Als "brandgefährlich" bezeichnet die Innsbrucker Theologin Michaela Quast-Neulinger die zunehmende Aufweichung der institutionellen Trennung von Kirche und Staat in den USA. Im Interview mit der österreichischen Kirchenzeitungen sagte sie: "Was wir erleben, ist eine Verschmelzung von Ideologien im christlichen Nationalismus, der sich verbündet mit einem entgrenzten Kapitalismus."
In der US-Kirche sei die weltanschauliche Spaltung besonders ausgeprägt, analysierte Quast-Neulinger. So würde rund die Hälfte der Bischöfe die Beschlüsse des Zweiten Vatikanischen Konzils ablehnen. Folglich werde auch Religionsfreiheit nicht mehr als Recht der einzelnen Person verstanden, sondern als Recht der Kirche, über Gläubige zu bestimmen. Dies sei "Ausdruck einer politischen Theologie, die eher Macht sichern will, als Menschenrechte zu achten", so die Theologin.
Die aktuelle Tendenz zeige in Richtung Vereinfachung, also "in links oder rechts und oben oder unten" einzuteilen, so die Theologin. Aber: "Das Leben ist vielfältiger! Theologie ist vielfältiger, Kirche und Politik sind vielfältiger, es gibt nicht nur schwarz oder weiß." Nötig sei die Fähigkeit, "auch Grautöne zu erkennen".
Eskalationsspirale angefeuert
Problematisch sei auch die "Eskalationsspirale", die von radikal-konservativer sowie von radikal-progressiver Seite vorangetrieben werde, meinte Quast-Neulinger. Dabei würde auch das "unheilige Dreierschema aus Abtreibung, Gender und Islam" instrumentalisiert, um gesellschaftliche Polarisierung zu verstärken.
Besorgt zeigte sich die Innsbrucker Theologin über den wachsenden Einfluss integralistischer Strömungen, die eine Rückkehr zu einem konfessionell geprägten Staat nach barockem oder mittelalterlichem Vorbild anstreben. In diesem Modell hätten Nichtchristen keine gleichen staatsbürgerlichen Rechte, "obwohl es zutiefst dem Christlichen widerspricht", betonte Quast-Neulinger. Wenn die Trennung zwischen Staat und Kirche aufgehoben werde, sei dies brandgefährlich.
Faggioli: Europa importiert Trumpismus
Zugleich wächst auch in Europa die Sorge über den Einfluss amerikanischer Kulturkampf-Strategien auf Kirche und Politik, wie der Religionshistoriker Massimo Faggioli im US-Magazin Commonweal darlegte. In Österreich zeigten sich kulturkämpferische Dynamiken etwa im Umfeld der ÖVP. Faggioli nannte auch das Zisterzienserstift Heiligenkreuz und sprach von Verbindungen zu amerikanisch geprägtem Katholizismus.

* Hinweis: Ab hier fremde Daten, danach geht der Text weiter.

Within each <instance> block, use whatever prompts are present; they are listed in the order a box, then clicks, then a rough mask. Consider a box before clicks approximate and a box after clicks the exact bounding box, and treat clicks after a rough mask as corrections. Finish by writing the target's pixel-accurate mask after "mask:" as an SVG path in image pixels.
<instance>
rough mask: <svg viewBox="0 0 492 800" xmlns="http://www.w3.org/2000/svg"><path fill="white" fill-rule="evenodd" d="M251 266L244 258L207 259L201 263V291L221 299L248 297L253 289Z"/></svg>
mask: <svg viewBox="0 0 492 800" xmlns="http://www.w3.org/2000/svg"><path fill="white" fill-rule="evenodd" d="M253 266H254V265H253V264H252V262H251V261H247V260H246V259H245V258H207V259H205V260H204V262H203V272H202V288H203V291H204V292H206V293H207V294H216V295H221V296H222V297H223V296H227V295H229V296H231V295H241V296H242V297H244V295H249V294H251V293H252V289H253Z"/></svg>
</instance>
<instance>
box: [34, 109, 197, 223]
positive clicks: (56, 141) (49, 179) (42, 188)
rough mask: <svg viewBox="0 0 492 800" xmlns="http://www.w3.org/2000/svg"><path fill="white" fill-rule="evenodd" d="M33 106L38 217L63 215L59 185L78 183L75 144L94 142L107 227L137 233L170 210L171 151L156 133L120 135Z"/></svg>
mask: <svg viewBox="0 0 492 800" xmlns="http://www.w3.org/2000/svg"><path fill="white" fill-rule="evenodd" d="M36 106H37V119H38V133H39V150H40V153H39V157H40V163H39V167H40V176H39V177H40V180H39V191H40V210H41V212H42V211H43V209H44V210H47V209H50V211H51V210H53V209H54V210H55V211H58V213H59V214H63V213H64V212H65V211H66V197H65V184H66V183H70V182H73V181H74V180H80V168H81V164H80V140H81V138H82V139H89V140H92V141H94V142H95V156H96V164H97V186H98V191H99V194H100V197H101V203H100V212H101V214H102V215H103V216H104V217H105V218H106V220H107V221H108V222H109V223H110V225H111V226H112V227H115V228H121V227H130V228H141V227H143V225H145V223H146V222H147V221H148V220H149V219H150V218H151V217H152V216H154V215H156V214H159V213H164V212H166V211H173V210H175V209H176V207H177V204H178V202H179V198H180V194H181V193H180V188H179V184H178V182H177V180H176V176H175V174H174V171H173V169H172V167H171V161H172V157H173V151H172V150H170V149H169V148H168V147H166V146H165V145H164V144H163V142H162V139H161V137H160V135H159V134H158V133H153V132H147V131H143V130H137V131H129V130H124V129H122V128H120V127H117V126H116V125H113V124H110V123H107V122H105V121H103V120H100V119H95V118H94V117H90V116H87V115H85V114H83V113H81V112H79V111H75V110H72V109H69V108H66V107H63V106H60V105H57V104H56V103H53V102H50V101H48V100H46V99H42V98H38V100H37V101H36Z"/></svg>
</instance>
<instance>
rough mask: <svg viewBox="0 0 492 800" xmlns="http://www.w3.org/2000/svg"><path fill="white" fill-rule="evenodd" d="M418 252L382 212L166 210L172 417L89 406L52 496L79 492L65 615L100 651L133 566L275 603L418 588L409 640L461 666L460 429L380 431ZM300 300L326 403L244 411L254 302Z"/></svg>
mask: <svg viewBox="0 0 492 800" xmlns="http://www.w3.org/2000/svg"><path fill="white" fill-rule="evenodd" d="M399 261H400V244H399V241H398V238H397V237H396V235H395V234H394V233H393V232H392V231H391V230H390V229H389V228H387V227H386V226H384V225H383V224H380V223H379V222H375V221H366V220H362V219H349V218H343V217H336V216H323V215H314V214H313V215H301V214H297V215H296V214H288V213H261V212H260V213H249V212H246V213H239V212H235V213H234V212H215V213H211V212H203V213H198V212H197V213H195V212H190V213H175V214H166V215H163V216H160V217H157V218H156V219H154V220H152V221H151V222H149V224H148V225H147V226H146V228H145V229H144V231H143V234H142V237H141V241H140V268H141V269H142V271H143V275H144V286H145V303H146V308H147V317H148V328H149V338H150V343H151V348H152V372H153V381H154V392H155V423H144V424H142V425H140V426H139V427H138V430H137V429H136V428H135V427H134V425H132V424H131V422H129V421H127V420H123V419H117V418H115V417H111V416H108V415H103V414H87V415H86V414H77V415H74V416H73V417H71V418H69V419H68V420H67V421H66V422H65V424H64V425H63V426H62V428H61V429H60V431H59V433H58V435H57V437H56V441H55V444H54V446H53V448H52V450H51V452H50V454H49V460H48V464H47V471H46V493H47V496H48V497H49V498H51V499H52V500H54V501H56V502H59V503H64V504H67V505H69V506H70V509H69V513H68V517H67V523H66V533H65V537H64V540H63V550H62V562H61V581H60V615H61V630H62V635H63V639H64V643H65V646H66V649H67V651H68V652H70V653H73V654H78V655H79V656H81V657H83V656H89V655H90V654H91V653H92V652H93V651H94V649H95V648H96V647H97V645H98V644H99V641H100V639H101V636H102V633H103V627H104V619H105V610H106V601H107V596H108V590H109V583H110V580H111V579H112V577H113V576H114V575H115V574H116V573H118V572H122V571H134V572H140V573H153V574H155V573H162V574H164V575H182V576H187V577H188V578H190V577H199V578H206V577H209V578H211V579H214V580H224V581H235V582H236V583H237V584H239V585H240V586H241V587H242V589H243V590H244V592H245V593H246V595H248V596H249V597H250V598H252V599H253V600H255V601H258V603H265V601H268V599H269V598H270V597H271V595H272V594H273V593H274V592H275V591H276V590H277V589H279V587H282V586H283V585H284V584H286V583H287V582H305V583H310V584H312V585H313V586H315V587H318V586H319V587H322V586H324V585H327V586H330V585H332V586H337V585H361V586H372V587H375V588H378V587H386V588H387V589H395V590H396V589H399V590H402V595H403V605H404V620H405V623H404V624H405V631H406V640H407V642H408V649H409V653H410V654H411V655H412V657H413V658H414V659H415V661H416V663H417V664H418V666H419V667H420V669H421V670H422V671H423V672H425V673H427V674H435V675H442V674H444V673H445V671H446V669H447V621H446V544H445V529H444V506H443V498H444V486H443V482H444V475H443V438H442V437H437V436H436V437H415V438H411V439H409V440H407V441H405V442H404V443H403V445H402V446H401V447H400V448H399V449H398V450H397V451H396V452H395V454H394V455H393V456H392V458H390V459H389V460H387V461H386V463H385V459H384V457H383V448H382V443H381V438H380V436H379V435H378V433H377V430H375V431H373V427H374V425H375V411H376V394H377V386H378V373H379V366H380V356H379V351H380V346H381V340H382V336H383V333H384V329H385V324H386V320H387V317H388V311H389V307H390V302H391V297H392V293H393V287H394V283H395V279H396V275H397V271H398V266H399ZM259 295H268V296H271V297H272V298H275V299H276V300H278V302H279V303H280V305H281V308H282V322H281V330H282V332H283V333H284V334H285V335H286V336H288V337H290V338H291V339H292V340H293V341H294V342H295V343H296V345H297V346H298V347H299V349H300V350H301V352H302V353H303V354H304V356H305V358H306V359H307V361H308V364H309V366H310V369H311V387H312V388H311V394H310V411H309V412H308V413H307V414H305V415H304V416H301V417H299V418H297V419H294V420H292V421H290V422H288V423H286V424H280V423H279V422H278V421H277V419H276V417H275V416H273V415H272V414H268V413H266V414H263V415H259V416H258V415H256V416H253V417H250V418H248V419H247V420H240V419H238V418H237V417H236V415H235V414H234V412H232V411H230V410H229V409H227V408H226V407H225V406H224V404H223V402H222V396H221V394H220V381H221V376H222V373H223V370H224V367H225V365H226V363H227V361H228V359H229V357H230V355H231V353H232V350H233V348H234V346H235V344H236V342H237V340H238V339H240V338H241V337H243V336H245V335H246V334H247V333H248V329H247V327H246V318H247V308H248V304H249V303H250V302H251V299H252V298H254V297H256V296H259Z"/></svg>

Ähnliche Spannungen gäbe es in Deutschland, wo die katholische Kirche mit dem Erstarken der rechtspopulistischen AfD konfrontiert sei. Während die deutschen Bischöfe vor AfD-Positionen warnten, wachse die Attraktivität rechtspopulistischer Parteien unter katholischen Wählern. Debatten wie jene um den Auftritt des US-Bischofs Robert Barron, der in Deutschland polarisiert wahrgenommen wurde, verdeutlichen laut Faggioli die Zerrissenheit des Katholizismus in Europa.
Ideologische Verschiebung
Was in Österreich und Deutschland geschieht, scheine "ein weiterer Schritt in der ideologischen Neugestaltung der Beziehung zwischen Katholizismus und Politik zu sein und signalisiert auch eine Abkehr der Kirche von ihrer Unterstützung für ein vereintes Europa", so das Fazit des Theologen. Denn auch wenn die Bischöfe öffentlich eine antipopulistische Haltung einnehmen, schließe dies ideologische Verschiebungen innerhalb des Klerus und der Laien nicht aus.
Der Theologe sieht den europäischen Katholizismus an einem Scheideweg: Denn Globalisierung, Migration und politische Polarisierung veränderten seine Gestalt grundlegend. Die bisherigen Strukturen von Diözesen, theologischen Fakultäten und katholischen Verbänden würden an Bedeutung verlieren, während US-geprägte Formen von "kulturellem Katholizismus" an Einfluss gewinnen würden. Die Frage sei nun, ob der europäische Katholizismus an seiner Tradition des Zweiten Vatikanischen Konzils festhalten oder stärker in kulturkämpferische Muster abgleiten werde.